There's a graffiti artist from New York named Dave Ellis who changed the way I think about creative work. Dave would work on these massive pieces — portraits, murals — and if you watched the time-lapses, it looked like he was moving at impossible speed. But the reality was hours and hours of work. What made him different wasn't the speed. It was the way he saw what was already there and jumped into it. He'd finish a portrait and immediately throw fresh paint over it, designing on top of what he'd just made. The finished piece was never the point. The act of creating was the point.
That idea got into me deep enough that one of my first tattoos was a piece of his work — a graffiti piece he did on a slab of concrete, now covering most of my right forearm. It has this musical movement to it that I couldn't shake. And as I've matured, I've come to appreciate what he was doing even more than when I first encountered it.
That philosophy is the foundation of what I'm trying to build with Beast Creative.
Most software companies spend months — sometimes a full year — building and releasing a single product or feature. There's a whole machinery around it: roadmaps, sprints, stakeholder reviews, cautious rollouts. And that works for a certain kind of company. But it's not what I'm attempting here.

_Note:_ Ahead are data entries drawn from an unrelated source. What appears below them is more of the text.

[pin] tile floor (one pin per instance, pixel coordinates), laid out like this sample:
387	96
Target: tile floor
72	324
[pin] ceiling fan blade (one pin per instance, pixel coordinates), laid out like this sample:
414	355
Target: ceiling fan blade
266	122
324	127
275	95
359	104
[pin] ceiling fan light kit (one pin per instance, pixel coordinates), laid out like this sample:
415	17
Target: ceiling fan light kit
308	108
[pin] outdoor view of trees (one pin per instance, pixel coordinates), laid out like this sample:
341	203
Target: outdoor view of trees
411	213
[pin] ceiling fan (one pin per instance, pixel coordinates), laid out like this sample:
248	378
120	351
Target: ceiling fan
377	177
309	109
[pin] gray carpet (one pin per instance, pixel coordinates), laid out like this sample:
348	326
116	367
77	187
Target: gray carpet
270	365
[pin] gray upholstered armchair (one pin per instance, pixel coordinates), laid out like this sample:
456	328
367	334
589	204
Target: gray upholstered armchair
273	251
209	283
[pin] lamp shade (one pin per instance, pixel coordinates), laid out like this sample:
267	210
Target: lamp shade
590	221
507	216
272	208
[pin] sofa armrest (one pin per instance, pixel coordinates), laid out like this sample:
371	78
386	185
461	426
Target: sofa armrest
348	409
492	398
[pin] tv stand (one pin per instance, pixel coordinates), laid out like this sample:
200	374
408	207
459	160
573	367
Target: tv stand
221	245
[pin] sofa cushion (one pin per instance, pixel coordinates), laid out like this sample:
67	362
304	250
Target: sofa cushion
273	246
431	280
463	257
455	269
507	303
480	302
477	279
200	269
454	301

I should be honest: I'm new to software. I spent 15 years in hardware — manufacturing, crowdfunding, shipping physical products globally. I'm now learning to build digital products with the help of AI-assisted development, and I'm very much still figuring things out. But the philosophy I'm experimenting with is this: what happens when you prioritize the system over any single output?
Think of it like a manufacturing line. When I was running production in China, I wasn't selling the factory — I was selling the product that came off the line. But the real advantage was always the factory itself. The process. The ability to produce at quality and at scale. I'm trying to apply that same thinking to software, even though the medium is completely new to me.
Each product I work on — whether it's a productivity tool, a breathing app, or a minimalist game — is part of a larger creative practice I'm building. That practice is what I care about most. It's a research-to-shipping pipeline that I'm refining as I go: market listening, rapid prototyping, learning from what ships and what doesn't.
I don't have it all figured out. I'm not launching products every week — not yet, maybe not ever at that exact pace. But I'm endeavoring to build a practice where the rhythm of making things compounds over time. Where I learn more from ten small attempts than from one big bet. Where each project teaches me something that feeds the next one.
Process over product. Systems over output. That's what I'm working toward.
And if you're watching Beast Creative from the outside, the products reflect an intention — but the system behind them is what I'm really building.